Le vrombissement d'un quadricoptère retentit dans les airs alors qu'il slalome entre des plots. À la manette, Quentin, élève en bac professionnel option dronautique, incarne l'innovation de cette formation rarissime en France. Onze étudiants du lycée Louise-Weiss, blotti au cœur des Vosges, sont les pionniers de ce cursus de bac professionnel, qui intègre des modules sur la cybersécurité, l'informatique, et bien sûr, la dronautique.
Dans le laboratoire d'électronique, les élèves plongent dans divers projets. Deux d'entre eux, consciencieux, s'affairent sur un banc d'essai pour mesurer la portance d'un drone. Jean-Marc Bour, leur enseignant, explique : "Nous modifions la vitesse des moteurs pour déterminer celle à partir de laquelle le drone peut décoller." Cela illustre parfaitement la pédagogie innovante que prône cette spécialité.
Damien, 18 ans, travaille sur le montage d'un S500 V2. "Monter un drone de A à Z, c'est apprendre à comprendre chaque composant: moteur, batterie, structure..." raconte-t-il. Charlotte, la seule fille de la classe, est fascinée par la modélisation 3D de sites historiques grâce aux images de drones. Cette formation leur enseigne également les réglementations qui encadrent l'utilisation des drones, comme l'interdiction de survoler certaines zones sans autorisation.

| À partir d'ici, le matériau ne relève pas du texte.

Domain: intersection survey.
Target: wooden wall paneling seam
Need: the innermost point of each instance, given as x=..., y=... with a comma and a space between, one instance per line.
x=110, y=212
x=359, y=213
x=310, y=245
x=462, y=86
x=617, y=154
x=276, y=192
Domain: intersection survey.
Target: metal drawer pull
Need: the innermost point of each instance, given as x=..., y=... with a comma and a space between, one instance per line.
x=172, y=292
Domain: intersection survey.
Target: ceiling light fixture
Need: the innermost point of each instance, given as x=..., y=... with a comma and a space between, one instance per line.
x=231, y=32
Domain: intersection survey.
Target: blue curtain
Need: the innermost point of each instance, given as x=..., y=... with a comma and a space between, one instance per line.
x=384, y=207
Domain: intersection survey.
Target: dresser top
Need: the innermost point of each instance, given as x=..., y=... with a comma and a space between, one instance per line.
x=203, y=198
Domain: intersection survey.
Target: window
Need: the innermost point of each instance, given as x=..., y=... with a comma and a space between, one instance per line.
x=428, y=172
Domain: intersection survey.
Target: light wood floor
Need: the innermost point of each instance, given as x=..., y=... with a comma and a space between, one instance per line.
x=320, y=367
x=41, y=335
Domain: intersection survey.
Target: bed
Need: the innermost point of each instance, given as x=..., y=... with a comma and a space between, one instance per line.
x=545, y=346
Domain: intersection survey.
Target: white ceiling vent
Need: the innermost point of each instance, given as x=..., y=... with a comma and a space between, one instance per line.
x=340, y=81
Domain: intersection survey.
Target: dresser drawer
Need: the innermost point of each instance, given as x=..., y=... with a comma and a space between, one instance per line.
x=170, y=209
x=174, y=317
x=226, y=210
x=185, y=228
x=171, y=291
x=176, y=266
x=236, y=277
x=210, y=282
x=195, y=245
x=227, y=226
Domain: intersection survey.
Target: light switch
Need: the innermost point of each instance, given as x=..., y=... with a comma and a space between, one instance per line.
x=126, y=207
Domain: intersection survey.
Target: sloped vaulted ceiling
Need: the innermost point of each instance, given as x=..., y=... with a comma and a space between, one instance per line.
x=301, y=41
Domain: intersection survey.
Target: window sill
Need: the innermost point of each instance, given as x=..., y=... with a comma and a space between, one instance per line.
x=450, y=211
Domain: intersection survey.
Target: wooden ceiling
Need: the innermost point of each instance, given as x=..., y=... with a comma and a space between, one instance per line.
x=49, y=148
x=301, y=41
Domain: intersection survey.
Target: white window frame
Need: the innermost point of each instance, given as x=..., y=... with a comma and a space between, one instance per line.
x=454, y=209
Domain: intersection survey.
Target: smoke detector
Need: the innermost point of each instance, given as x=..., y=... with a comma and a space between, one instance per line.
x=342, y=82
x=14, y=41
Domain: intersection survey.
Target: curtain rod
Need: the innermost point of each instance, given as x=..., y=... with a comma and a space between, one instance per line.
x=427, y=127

"Intégrer une option dronautique à ce bac pro, c'était envisager une filière innovante grâce à l'usage du drone," explique François Ginoux, proviseur du lycée.
Un partenariat stratégique avec l'armée
Ce dispositif novateur est renforcé par un partenariat avec l'Armée de l'air et de l'espace. Des instructeurs militaires ont dispensé des cours aux élèves et organisé des visites de bases aériennes. Selon Pascal Fischer, commandant du Centre Régional de Recrutement de l'Armée de l'air, ces compétences sont primordiales : "Nous avons besoin de personnel formé aux drones pour assurer la surveillance des sites militaires et mettre en place des contre-mesures contre les menaces. Actuellement, l'armée de terre compte environ 3.000 drones, et ce chiffre atteindra probablement 15.000 d'ici 2026."
"L'enjeu est d'assurer que chaque soldat soit capable d'opérer un drone," a affirmé le général Philippe de Montenon lors d'un récent exercice militaire.
Parmi les élèves, Nolan, 17 ans, envisage une carrière dans l'armée. Il espère que ses compétences en dronautique seront un atout. "Je ne cherche pas à utiliser un drone comme arme, mais pour des missions de reconnaissance," dit-il. Au-delà de l'armée, François Ginoux souligne que les applications de la dronautique sont vastes, des entreprises de recherche thermique aux secteurs agricoles. Alban, 20 ans, le voit plutôt comme un hobby, tout en reconnaissant l'importance du partenariat avec l'armée.
Le proviseur note un regain d'intérêt sans précédent pour le bac pro Ciel, affirmant devoir parfois refuser des élève en raison de l'afflux des candidatures. Il espère que l'Éducation nationale va s'inspirer de cette initiative pour développer des programmes similaires dans d'autres lycées de France, car, actuellement, aucune autre filière ne propose un tel cursus.